Cos’ha pesato sulla finanza pubblica italiana?
In particolare il Superbonus 110%, un provvedimento che, per quanto fatto male, soprattutto per la mancanza di soglie limite, ha comunque consentito di far crescere il Pil e, quindi, di non far esplodere il rapporto debito/Pil. Vedremo poi quale sarà il dato di fine anno. In ogni caso non sembra che i mercati e gli investitori internazionali siano spaventati visto che, come mostra sempre la Banca d’Italia, a ottobre è ulteriormente aumentata la quota di titoli di stato in mani straniere, che resta comunque inferiore a quella detenuta da soggetti italiani.
Tra l’altro le prime aste del Tesoro del 2025 sono andate molto bene, con una domanda record da 275 miliardi di euro…

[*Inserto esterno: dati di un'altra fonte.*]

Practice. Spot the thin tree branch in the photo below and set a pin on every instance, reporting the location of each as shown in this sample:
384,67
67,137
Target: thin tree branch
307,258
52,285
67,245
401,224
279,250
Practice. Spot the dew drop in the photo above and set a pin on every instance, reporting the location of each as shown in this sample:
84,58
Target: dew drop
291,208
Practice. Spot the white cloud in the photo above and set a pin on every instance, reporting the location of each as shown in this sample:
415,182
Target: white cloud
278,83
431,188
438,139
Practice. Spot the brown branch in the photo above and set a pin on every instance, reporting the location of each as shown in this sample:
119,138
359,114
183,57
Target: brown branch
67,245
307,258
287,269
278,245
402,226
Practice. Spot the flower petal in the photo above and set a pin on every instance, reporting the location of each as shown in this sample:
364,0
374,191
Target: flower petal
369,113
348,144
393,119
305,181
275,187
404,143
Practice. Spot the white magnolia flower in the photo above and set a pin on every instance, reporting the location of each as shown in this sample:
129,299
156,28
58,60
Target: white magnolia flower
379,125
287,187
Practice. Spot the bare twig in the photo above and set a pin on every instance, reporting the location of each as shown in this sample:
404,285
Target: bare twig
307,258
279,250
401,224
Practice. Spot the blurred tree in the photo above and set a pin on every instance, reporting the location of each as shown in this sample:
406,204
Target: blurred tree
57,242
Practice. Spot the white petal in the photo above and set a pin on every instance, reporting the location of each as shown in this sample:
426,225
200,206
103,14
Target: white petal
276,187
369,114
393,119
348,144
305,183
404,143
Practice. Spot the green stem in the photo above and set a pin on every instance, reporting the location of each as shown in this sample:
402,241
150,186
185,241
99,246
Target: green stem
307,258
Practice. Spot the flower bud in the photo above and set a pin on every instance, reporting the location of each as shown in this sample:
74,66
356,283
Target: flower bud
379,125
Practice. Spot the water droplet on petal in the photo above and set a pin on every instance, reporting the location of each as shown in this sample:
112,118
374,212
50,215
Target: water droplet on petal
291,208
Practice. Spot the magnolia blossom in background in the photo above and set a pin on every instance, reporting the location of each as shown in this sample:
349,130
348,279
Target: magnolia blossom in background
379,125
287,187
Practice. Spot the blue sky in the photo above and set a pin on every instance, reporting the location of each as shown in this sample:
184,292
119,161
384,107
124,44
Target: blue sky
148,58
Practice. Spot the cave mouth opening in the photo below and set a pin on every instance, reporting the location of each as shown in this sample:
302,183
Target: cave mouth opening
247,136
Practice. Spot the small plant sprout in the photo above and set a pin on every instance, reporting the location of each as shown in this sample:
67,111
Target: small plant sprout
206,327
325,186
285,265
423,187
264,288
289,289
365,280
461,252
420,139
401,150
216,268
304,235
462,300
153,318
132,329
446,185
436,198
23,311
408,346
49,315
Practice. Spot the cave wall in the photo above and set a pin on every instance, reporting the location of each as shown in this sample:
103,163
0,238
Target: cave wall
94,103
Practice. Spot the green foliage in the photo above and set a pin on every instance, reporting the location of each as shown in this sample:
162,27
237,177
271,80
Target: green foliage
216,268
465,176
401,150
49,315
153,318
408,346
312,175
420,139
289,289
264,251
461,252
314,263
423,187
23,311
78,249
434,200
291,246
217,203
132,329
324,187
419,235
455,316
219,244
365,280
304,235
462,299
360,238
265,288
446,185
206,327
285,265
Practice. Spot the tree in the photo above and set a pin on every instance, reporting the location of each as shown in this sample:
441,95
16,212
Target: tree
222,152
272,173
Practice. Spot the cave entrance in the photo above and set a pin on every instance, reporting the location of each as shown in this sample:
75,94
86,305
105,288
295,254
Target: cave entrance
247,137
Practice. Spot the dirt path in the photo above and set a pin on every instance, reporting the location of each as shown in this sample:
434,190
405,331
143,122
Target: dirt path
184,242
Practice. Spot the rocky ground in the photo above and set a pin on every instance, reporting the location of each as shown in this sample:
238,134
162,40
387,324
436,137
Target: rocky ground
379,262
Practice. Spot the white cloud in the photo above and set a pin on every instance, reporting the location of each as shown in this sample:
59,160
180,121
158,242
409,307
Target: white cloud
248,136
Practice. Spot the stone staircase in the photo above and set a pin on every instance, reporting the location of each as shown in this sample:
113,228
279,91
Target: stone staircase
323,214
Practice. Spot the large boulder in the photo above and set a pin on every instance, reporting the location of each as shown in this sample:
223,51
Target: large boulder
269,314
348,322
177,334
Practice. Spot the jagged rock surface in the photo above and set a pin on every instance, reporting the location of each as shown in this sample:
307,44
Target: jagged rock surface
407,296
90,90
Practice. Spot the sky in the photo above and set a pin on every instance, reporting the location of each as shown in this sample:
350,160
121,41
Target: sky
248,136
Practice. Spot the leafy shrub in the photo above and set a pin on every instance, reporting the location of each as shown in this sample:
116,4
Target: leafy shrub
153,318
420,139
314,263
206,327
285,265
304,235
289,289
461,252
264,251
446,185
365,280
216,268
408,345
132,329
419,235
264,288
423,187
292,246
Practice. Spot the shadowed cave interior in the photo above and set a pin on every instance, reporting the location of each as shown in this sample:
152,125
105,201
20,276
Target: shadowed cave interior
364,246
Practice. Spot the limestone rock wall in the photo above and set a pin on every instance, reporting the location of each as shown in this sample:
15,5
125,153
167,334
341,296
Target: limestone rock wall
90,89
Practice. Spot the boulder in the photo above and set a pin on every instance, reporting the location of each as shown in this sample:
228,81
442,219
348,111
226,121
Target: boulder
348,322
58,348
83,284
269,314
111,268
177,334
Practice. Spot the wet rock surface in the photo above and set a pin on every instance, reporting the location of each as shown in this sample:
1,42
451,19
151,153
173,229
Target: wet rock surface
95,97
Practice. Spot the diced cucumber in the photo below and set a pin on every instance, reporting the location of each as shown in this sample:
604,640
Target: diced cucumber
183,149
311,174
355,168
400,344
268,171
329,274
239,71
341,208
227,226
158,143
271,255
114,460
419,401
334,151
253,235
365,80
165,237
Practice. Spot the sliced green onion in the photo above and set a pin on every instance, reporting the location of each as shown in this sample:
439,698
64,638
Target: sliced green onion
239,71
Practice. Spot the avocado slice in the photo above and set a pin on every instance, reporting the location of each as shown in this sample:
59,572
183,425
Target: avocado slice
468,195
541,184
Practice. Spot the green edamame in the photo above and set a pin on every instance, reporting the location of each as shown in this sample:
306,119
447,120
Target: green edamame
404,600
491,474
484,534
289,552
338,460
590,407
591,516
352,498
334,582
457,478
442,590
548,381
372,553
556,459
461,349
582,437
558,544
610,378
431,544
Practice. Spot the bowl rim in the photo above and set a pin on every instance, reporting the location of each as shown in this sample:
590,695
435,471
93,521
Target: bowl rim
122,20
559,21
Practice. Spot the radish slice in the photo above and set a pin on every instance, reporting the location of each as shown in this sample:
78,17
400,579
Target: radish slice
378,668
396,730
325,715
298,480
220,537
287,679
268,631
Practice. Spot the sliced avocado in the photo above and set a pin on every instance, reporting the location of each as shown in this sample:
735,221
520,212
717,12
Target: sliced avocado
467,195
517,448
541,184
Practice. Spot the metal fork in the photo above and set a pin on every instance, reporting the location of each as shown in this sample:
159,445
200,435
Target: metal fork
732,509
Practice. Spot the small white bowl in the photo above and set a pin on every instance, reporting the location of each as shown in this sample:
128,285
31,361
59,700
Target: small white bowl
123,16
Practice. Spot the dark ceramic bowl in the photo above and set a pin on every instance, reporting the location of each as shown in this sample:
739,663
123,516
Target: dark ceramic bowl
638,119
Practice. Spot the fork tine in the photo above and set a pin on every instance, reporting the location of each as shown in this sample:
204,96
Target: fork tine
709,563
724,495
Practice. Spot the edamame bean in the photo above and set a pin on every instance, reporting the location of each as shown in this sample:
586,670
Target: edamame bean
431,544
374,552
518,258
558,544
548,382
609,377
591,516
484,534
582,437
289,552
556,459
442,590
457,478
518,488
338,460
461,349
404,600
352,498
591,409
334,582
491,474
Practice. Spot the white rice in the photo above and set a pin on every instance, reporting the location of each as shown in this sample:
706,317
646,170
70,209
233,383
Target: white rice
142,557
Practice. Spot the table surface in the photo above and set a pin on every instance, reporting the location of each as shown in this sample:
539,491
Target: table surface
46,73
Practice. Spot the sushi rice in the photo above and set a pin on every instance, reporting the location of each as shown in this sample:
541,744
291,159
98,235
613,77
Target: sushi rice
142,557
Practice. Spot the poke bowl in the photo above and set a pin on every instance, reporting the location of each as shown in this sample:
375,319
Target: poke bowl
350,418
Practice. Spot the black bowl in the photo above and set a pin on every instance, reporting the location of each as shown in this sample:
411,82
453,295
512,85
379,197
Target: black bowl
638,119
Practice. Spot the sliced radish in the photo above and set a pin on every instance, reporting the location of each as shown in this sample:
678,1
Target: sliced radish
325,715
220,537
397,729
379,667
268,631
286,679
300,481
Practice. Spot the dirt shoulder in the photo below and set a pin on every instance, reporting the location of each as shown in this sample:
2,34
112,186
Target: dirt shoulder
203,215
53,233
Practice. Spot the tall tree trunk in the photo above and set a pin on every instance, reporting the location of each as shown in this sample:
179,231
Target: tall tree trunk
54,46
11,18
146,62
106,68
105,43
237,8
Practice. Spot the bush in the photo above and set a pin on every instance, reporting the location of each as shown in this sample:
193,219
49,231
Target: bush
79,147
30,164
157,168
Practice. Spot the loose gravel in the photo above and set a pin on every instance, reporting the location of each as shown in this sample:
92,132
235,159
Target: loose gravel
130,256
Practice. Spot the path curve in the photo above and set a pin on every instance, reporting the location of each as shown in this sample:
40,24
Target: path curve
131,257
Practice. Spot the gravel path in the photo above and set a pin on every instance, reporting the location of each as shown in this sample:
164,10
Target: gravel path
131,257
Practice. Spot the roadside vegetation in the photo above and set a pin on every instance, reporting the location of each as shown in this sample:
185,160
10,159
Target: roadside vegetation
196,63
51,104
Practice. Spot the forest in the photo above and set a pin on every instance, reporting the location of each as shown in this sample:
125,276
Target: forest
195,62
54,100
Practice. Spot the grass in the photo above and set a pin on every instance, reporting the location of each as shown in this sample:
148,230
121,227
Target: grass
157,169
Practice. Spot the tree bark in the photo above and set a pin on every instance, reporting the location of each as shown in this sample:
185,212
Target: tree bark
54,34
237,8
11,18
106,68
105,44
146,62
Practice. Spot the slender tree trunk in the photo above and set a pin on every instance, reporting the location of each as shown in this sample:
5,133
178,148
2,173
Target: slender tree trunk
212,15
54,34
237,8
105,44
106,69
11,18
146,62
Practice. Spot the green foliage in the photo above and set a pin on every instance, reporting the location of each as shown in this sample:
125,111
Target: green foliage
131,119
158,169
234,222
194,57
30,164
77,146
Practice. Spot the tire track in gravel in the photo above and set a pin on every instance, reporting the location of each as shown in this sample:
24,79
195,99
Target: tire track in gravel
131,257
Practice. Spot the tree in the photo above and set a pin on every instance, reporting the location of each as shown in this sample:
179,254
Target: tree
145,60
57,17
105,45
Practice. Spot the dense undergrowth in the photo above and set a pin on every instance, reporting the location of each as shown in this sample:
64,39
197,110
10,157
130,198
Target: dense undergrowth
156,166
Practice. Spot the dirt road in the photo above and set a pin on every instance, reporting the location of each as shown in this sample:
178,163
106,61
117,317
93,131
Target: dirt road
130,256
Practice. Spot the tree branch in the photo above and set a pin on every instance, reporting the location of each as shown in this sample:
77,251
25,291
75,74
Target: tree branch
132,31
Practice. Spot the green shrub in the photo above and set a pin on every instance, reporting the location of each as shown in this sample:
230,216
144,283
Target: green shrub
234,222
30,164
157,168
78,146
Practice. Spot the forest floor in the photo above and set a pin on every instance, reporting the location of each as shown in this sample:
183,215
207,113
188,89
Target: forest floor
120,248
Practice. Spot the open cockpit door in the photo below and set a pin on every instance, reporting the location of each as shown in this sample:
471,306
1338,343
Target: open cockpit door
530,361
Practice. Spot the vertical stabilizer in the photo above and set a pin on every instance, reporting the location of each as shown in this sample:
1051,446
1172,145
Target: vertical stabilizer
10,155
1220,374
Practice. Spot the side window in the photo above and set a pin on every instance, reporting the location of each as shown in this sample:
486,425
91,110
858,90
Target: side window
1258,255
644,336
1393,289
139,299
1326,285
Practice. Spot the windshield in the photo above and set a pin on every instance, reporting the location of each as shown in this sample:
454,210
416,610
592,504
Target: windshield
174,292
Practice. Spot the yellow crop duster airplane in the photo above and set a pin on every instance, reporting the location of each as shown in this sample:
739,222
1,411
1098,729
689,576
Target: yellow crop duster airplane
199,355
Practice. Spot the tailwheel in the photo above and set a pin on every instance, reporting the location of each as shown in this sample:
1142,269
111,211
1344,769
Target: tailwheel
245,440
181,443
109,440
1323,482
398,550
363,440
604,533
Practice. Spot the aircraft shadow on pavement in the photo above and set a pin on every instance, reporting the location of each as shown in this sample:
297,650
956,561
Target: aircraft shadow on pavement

In questo momento i mercati stanno ragionando in modo più serio rispetto alle agenzie di rating, che continuano a mantenere giudizi sul nostro Paese che reputo vergognosi se pensiamo che ci sono fino a 6 notch di differenza tra Italia e Francia. Gli investitori stanno infatti scaricando i titoli di stato francesi e richiedendo quelli italiani, soprattutto per l’impegno credibile preso dal Governo con il Piano strutturale di bilancio riguardo la continua realizzazione di un avanzo primario. Impegno che, tuttavia, comporta una minor possibilità di sostenere l’industria. È stato in questo senso trovata una forma di compromesso con l’Ires premiale introdotta nella Legge di bilancio, una misura che ha un’efficacia chiaramente inferiore al Piano Industria 4.0.
È, tuttavia, in vigore il Piano Transizione 5.0…
Sperando che si possa finalmente sbloccare, Transizione 5.0 presenta comunque dei vincoli che rendono i suoi effetti non paragonabili a quelli di Industria 4.0. In questo momento siamo, quindi, più che altro in attesa di capire cosa deciderà di fare l’Ue per affrontare un problema che riguarda il sistema industriale di tutti i Paesi membri. Speriamo che non attenda troppo almeno per farci sapere come intende modificare il Green Deal in modo che non affossi ulteriormente l’industria e che voglia adottare strumenti comuni per non lasciare da sole le imprese ad affrontare la transizione energetica.
Prima di prendere decisioni così importanti, Bruxelles dovrà quanto meno aspettare l’esito delle elezioni tedesche.
Il nodo è effettivamente la Germania. C’è da sperare che possa avere un Governo stabile e che metta in discussione il freno al debito, anche perché non ha molto senso avere un debito/Pil tra il 60% e il 65% quando l’economia è al tappeto, come mostra il fatto che chiuderà per il secondo anno consecutivo in recessione.